Die Casting
When you need metal parts with complex geometry at volume — thin walls, fine details, minimal post-processing — die casting delivers what CNC and sheet metal cannot match on unit cost.
Die casting is a metal forming process where molten metal is forced under high pressure into a precision steel mold (called a die). The metal solidifies in seconds, the die opens, and a near-net-shape part is ejected. The same die can produce tens or hundreds of thousands of identical parts. Cost per unit drops dramatically with volume, making die casting the go-to for metal parts that need to be produced at scale.
For hardware founders, die casting sits between CNC machining and injection molding conceptually. Like injection molding, the die is a front-loaded cost that amortizes over volume. Like CNC, the output is metal. Die casting is the right choice when you need a metal part with complex geometry, thin walls, and a surface finish that does not require extensive post-machining — and your volume justifies the tooling.
Hot chamber die casting is used for low-melting-point metals — primarily zinc and magnesium alloys. The injection mechanism is submerged in the molten metal bath, so the metal stays hot and fluid throughout the shot. Cycle times are fast (15–30 seconds per shot) and the process handles thin walls and fine detail well. The downside: the submerged mechanism limits hot chamber to metals that will not attack the steel components.
Cold chamber die casting is used for aluminum alloys and higher-melting-point metals. Molten metal is ladled into a separate shot chamber, then a plunger forces it into the die. The metal is not in constant contact with the machine, so there is less chemical attack. Cycle times are slower (30–60 seconds) and the process is more thermally demanding on the die. Cold chamber is the dominant method for aluminum die casting — which is the most common die-cast material for consumer products.
The die itself is a complex, multi-part steel tool. It includes the cavity, cores, slides for undercuts, ejector pins, and a cooling system. Die life ranges from 50,000 to 300,000+ shots depending on material, part complexity, and maintenance. Aluminum alloys wear dies faster than zinc. A well-maintained zinc die can last 1 million shots. An aluminum die running abrasive alloys may need refurbishment after 50,000.
Common die-cast alloys: Zamak (zinc-aluminum) for consumer hardware, decorative parts, and anything that needs chrome plating. A380 aluminum for general-purpose structural parts — good strength, good castability. ADC12 (Japanese standard aluminum) is the most common in China — nearly identical to A380. Magnesium AZ91D for ultra-lightweight parts where grams matter.

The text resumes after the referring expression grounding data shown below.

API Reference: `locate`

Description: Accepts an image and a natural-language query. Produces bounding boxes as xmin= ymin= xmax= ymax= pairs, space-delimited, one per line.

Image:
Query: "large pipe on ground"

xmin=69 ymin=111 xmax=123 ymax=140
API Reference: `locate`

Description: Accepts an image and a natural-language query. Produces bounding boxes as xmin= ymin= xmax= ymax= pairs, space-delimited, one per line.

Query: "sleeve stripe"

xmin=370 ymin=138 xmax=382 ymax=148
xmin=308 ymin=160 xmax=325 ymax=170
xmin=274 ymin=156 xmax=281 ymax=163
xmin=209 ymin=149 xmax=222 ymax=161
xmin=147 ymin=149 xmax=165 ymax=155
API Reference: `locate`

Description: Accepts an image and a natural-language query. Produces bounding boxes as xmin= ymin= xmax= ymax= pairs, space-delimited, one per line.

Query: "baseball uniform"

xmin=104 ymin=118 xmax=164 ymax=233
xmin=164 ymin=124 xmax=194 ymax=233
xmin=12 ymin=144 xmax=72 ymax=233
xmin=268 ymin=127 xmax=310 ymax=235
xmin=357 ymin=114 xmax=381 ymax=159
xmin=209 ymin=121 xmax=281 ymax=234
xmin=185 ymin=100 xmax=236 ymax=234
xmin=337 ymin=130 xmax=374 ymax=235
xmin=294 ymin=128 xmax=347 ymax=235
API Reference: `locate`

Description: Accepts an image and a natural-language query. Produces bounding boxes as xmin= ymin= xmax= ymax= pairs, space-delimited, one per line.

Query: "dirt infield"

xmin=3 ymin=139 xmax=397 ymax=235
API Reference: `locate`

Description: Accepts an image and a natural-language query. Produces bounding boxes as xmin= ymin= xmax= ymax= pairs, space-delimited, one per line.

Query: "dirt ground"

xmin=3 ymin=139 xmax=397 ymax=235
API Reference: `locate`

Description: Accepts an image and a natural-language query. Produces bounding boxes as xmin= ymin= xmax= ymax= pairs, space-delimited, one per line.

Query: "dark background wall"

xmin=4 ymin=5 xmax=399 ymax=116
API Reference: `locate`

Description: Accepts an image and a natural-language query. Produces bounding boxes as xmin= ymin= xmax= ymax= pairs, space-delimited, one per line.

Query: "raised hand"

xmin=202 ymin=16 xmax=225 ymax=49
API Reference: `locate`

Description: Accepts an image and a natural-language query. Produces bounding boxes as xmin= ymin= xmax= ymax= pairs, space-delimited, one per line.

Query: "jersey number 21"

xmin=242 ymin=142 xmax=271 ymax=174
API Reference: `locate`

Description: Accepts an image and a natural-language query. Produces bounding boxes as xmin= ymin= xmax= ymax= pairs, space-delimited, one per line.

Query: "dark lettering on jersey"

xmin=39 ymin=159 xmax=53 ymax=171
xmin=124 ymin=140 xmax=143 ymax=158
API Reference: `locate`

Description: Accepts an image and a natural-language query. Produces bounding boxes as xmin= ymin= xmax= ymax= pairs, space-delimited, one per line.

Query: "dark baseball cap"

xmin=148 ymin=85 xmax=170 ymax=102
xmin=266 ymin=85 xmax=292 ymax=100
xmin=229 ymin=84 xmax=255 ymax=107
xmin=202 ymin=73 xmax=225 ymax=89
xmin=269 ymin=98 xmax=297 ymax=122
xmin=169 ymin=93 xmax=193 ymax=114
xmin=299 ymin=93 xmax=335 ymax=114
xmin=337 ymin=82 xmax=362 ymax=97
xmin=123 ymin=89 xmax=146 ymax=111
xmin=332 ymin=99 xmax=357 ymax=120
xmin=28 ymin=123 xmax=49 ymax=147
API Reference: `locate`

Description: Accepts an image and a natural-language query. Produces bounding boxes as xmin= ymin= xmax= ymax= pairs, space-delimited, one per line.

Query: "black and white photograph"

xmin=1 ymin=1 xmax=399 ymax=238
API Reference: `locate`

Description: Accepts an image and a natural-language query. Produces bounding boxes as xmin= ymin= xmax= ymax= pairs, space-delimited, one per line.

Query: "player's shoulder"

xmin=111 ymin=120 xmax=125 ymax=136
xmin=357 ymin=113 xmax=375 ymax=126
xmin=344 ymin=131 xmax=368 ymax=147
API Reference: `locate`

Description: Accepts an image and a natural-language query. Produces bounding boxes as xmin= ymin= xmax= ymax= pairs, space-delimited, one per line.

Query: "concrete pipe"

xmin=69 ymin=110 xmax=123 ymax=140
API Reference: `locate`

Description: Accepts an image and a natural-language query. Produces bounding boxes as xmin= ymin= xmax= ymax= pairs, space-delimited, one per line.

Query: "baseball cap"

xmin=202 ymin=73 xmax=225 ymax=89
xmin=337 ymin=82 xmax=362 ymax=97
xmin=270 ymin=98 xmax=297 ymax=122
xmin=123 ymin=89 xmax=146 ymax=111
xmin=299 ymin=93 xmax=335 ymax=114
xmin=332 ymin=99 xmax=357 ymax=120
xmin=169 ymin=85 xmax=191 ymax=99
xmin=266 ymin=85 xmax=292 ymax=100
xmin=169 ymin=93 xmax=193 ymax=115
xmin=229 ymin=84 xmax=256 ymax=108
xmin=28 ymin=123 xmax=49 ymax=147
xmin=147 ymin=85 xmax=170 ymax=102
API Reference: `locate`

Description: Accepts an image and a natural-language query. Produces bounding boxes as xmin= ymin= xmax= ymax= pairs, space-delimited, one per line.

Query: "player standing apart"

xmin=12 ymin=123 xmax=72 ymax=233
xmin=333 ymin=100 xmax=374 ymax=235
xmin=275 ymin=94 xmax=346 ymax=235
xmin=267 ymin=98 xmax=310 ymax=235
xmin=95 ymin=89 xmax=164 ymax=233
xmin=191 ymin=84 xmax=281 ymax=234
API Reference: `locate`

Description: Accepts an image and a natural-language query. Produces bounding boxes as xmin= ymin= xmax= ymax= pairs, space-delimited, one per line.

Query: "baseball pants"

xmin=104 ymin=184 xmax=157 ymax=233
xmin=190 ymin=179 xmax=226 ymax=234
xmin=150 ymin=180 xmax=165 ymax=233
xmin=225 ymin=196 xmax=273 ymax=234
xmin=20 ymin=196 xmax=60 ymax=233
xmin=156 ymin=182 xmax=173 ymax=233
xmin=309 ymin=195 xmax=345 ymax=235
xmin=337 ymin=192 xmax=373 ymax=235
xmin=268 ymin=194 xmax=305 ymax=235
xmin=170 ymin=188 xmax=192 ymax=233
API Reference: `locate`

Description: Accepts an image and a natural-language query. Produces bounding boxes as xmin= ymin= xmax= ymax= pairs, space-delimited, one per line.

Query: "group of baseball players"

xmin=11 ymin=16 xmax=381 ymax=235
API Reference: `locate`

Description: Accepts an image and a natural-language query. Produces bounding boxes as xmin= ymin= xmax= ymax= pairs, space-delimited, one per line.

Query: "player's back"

Die casting design failures
Porosity
Tiny gas bubbles trapped in the metal as it solidifies create internal voids. Visible on machined surfaces, weakens the part, and prevents pressure-tight applications. Fix: proper venting, vacuum assist, and avoiding overly thick sections that trap gas.
Sharp corners and sudden wall thickness changes
Metal flows like a viscous liquid under pressure. Sharp internal corners cause turbulence and gas entrapment. Sudden thick-to-thin transitions create shrinkage porosity. Design with generous radii and gradual transitions.
Undercuts without planning for slides
Like injection molding, die cast parts must release from a two-part die. An undercut requires a side slide — a moving die component that retracts before ejection. Each slide adds $1,000–3,000 to die cost. Minimize undercuts or budget for slides.
Tight tolerances where the die splits
The parting line between die halves is never perfectly flush. A small witness line and slight mismatch are normal. Do not tolerance-critical features across the parting line.
Expecting injection-molding-level surface finish
Die-cast surfaces have a characteristic matte texture — not the glossy finish of a polished injection mold. If you need a premium finish, plan for powder coating, painting, or chrome plating as a secondary process.
What founders should remember
Die casting wins on cost at ~500–1,000+ units
A die-cast aluminum bracket at 1,000 units might cost $2–4 per part vs. $15–30 for CNC. The die costs $3,000–8,000, but the per-unit savings add up fast.
Zinc for details, aluminum for strength, magnesium for weight
Zinc fills fine details and plates beautifully. Aluminum gives you strength and heat resistance. Magnesium cuts weight by 35% vs. aluminum but costs more and requires special handling.
Design the part for die casting, not for CNC or molding
Die casting has its own design rules — draft angles (1–3 degrees), uniform wall thickness (1.5–4 mm), radiused corners. A part designed for CNC and sent to a die caster will cause problems.